In today’s QT, Israel’s prostitution of her beauty, the blessing God gave Israel, is caused by Israel forgetting where she came from, God. I must never myself forget where I came from. There are some things that I lack, but I’ve already been blessed with so much, and these blessings compare nothing against the greatest blessing who is the LORD. The world would like to say that I worked for it, that I deserve it, that I’m entitled to it, that I can do what I want with it, and I’m scared to find myself think selfishly like this now and then, especially when I’m trying love some people who make it difficult to love, those who probably need love the most.

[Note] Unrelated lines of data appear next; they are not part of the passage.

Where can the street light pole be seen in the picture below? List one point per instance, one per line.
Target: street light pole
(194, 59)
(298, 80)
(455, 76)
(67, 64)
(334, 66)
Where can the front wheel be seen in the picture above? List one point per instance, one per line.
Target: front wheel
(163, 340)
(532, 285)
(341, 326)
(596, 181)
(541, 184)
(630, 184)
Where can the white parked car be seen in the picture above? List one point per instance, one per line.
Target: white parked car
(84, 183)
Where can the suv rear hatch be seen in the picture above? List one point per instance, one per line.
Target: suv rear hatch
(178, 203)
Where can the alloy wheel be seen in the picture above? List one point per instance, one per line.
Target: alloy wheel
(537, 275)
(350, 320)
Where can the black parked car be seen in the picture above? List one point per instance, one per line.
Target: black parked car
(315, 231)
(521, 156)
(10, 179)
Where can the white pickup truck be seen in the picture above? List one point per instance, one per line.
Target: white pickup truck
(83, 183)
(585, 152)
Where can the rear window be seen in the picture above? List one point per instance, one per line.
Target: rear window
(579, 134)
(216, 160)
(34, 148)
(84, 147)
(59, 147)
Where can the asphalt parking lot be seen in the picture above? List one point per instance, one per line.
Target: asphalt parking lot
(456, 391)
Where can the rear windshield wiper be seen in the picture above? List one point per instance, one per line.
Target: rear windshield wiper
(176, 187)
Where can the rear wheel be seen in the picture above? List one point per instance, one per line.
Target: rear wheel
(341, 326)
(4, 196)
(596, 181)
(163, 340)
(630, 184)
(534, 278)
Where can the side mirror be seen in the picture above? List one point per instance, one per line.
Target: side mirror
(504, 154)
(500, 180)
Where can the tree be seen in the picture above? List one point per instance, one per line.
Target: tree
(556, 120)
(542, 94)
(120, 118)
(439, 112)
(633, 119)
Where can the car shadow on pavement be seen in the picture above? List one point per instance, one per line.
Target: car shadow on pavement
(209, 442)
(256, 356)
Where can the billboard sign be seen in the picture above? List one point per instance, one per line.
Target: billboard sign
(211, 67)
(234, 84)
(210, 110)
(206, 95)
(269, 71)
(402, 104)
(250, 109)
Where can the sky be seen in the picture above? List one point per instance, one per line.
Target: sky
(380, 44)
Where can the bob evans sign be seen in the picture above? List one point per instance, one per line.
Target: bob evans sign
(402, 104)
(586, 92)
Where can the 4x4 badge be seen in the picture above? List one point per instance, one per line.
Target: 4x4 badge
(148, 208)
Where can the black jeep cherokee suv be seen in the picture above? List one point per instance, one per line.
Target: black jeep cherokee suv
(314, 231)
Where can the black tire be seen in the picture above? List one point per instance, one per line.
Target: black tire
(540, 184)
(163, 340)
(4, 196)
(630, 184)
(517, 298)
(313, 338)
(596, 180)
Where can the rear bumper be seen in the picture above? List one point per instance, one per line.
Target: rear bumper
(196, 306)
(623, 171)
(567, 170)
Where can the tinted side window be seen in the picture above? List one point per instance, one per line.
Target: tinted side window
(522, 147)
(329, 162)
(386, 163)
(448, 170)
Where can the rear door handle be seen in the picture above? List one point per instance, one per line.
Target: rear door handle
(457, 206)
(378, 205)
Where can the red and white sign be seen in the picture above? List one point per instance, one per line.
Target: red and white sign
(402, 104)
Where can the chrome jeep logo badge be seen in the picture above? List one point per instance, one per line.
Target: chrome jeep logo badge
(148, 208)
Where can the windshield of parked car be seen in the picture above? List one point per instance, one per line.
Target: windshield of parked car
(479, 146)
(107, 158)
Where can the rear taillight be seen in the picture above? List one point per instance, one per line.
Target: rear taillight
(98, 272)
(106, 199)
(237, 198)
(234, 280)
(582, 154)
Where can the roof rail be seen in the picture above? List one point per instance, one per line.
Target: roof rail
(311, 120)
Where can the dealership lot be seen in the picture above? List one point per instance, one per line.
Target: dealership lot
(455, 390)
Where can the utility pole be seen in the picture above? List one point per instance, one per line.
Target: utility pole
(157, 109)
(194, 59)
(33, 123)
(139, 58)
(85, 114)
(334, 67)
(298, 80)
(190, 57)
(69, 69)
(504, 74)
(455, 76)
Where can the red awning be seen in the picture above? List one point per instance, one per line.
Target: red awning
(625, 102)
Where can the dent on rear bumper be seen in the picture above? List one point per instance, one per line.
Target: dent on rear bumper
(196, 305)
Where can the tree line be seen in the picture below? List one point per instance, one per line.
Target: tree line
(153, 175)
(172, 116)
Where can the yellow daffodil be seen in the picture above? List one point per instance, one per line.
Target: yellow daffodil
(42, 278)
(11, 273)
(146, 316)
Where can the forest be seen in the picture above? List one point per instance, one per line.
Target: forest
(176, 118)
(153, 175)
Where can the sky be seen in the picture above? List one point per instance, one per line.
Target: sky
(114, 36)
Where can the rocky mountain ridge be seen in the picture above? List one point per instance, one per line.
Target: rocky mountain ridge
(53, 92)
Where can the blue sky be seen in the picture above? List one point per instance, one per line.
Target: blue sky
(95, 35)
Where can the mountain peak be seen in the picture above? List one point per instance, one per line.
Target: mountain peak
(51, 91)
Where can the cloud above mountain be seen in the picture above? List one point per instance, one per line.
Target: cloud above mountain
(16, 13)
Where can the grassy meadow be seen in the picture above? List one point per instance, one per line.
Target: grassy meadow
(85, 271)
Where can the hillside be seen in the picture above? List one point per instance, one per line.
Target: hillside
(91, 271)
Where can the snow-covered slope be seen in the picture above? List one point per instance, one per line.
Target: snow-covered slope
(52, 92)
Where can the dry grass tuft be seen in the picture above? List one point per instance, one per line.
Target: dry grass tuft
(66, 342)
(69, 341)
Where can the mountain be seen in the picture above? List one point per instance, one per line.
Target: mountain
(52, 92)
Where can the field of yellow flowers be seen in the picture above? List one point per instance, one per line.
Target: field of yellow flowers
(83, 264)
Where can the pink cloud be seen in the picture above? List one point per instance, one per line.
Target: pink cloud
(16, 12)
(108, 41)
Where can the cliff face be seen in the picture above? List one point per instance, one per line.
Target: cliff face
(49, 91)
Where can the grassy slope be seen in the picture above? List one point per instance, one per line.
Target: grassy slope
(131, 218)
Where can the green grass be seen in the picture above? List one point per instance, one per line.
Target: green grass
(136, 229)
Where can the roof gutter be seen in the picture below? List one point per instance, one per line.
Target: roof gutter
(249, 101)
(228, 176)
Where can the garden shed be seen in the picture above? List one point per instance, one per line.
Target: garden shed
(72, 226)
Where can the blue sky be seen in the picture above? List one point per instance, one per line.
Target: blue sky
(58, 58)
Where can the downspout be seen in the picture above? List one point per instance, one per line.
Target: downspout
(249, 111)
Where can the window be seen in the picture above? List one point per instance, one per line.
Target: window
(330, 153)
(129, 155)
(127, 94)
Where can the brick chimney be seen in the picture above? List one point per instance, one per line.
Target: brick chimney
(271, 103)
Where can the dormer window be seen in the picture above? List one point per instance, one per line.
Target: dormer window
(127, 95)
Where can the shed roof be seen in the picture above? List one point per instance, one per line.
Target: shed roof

I tell myself I can only do as much as my faith allows, and this is true, but at the same time, since I’ve been praying for greater faith, and perhaps God is sending me ways to practice my faith for stronger faith. Yet I am tired, already very stretched out, if I can do it with joy, perhaps that’s as far as I should go, then just pray for sinfulness and my shortcomings. As much as God loves those who HE wants me to love, HE loves me more. Even the very reason HE wants me to love them is so that I can love Him. It’s a very thin line, and tough to balance. In the end, I can only do as much as my faith allows, but by doing as much as I can at my faith’s limit without losing joy, my faith seems to stretch and grow little by little.
Walking with Jesus isn’t easy, but there’s no other way to walk. You either dig and crawl aimlessly in misery, or walk with Jesus.